The concept of God-View was introduced to me recently. I was talking with Nancy Conger, unraveling a family tragedy I was struggling to understand. Since I met her, Nancy's ability to link up with whatever I am experiencing and shine a bright light into the murky midst of it has amazed me. Speaking to me, her voice alive with compassion, she said that if you look at it from God-View, everything is perfect. This is what needed to happen. The problem for us humans is that getting into God-View is tough. We aren't inclined to see the Big Picture.

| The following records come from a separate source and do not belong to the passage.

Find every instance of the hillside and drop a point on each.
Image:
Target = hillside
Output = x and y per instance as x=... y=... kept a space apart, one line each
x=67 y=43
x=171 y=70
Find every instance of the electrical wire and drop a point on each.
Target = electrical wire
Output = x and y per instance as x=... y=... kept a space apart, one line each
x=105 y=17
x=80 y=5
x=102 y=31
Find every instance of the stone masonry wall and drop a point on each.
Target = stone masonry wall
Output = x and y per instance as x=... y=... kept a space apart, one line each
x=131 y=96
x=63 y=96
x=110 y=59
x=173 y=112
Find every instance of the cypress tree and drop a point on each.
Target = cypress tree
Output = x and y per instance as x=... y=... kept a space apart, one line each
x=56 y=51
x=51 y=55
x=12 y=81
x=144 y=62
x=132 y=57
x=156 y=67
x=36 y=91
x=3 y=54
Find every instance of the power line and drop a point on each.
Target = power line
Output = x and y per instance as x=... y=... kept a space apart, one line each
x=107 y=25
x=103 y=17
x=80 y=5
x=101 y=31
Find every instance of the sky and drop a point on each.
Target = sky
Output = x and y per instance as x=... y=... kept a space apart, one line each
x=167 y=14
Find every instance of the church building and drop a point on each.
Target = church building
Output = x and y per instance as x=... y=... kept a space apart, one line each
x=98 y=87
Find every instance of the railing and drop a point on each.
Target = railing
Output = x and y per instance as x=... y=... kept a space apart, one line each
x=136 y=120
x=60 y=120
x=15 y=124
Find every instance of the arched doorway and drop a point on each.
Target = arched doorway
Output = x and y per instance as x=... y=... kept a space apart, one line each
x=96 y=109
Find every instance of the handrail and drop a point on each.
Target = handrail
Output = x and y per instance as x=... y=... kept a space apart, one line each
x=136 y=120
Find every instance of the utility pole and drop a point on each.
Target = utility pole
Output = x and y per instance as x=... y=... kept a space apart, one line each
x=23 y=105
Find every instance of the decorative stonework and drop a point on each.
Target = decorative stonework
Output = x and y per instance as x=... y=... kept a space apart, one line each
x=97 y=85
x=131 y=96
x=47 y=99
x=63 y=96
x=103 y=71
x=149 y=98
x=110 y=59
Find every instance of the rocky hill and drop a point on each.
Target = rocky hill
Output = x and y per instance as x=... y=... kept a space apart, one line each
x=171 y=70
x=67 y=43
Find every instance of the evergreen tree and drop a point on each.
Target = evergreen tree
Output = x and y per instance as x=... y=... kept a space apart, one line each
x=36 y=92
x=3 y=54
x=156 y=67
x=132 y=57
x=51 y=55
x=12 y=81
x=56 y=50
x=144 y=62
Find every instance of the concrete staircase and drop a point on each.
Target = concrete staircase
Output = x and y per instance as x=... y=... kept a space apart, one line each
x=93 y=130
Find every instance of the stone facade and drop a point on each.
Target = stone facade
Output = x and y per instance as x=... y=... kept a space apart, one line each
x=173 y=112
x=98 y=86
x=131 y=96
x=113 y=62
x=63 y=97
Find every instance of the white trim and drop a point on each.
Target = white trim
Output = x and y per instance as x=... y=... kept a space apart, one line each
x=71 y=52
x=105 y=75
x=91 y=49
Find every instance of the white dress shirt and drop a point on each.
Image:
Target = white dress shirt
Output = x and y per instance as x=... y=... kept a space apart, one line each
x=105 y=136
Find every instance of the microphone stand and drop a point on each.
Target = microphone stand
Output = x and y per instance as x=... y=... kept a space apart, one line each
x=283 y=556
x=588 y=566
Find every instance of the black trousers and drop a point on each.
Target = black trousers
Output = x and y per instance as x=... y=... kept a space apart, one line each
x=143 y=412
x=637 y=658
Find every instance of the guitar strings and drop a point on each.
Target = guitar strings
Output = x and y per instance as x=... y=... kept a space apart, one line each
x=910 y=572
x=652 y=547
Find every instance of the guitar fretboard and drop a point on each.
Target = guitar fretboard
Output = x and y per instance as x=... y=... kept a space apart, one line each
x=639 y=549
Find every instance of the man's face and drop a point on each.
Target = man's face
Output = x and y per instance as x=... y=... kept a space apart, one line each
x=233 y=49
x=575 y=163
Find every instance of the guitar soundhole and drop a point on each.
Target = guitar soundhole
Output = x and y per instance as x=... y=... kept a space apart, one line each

I knew as soon as she said it that she was right. I was looking at this difficult experience in close focus. I was taking every painful aspect of what had happened personally. I felt like there was blood on my hands and I couldn't wipe it off. When someone you love commits suicide, there is no easy access to God-View. At least for me there isn't. I felt as though I'd failed in the worst way imaginable. It was my job to keep things like this from happening. I didn't save her. I felt like a fraud. It's very difficult to breathe in this place, much less get a glimpse of the Big Picture.
A wonderful part
On Good Friday, my dear friend Holly Jean Hoepfner Vadnais took a lethal overdose of her medication for treating Manic Depression. She had been a rich and wonderful part of my life for 15 years. I will never forget the summer I met her. My brother Mike arrived for a visit with this gorgeous woman who was full of mischief and passion. Within days, I knew she was a soul mate for this spirited man. We had deep talks, swam in the river, took long hikes, camped out in a violent thunderstorm and had to perform a middle-of-the-night canoe evacuation from an island on the St. Croix River. Holly wasn't the least bit bothered by any of this foreign lifestyle. In fact, as she left for home she told me she was throwing away all of her make-up because she liked my natural look. I saw my brother flinch. He laughed and said, just don't start wearing flour sack dresses!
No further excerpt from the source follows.